The Twaweza East Africa pressure? Ugandans’ opinions and experiences of poverty and financial inclusion” indicated that the MTN mobile money platform dominates the Ugandan market, with 54% of the adult population using the platform. It is followed by Airtel Money at 25% while other networks have low user levels.
The Bank of Uganda (BOU) in 2013 issued mobile money guidelines to provide the regulatory framework for mobile money in the country. Although guidelines do not carry the same legal weight as official regulations, they make the relationships between Mobile Network Operators and partner banks more transparent.
The guidelines stipulate the approval process for the mobile money services, as well as the roles and responsibilities of all parties involved.
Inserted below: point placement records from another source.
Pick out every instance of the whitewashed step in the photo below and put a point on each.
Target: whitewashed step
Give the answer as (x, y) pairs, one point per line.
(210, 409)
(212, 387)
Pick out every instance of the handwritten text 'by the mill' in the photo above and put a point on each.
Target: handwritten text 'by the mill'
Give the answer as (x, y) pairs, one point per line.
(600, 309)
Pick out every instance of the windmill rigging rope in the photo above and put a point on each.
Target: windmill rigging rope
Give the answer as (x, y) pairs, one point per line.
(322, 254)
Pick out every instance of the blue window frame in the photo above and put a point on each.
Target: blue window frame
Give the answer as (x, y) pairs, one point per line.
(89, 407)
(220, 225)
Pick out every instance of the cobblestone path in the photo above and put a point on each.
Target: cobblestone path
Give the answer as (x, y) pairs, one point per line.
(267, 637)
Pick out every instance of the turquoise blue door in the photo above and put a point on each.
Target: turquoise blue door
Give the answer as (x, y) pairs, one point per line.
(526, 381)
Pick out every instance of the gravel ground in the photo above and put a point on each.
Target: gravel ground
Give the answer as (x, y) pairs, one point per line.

They also address interoperability, system standards, competition, Anti-money laundering/combating of financing terrorism and supervision.
For instance, the guidelines stipulate that a mobile money provider (Telecom Company) must be a registered limited liability company while a mobile money agent must also be registered as a business with a physical address and have an account with a licensed institution like a bank.
A licensed institution (bank, MDIs) must receive approval from BOU for the provision of mobile money services. If customers are aggrieved and the provider fails to address their concerns, they are free to report to the central bank, which would then issue a directive to the providers. In the guidelines, the mobile money provider must prove that the money is free of those risks by keeping track of every transaction and issuing annual reports to the central bank.
The provider will also allow for occasional BOU independent audits. While BOU has the powers to supervise the mobile money services, the mobile money operator has must supervise its agents to ensure that they conduct the business in accordance with the mobile money guidelines.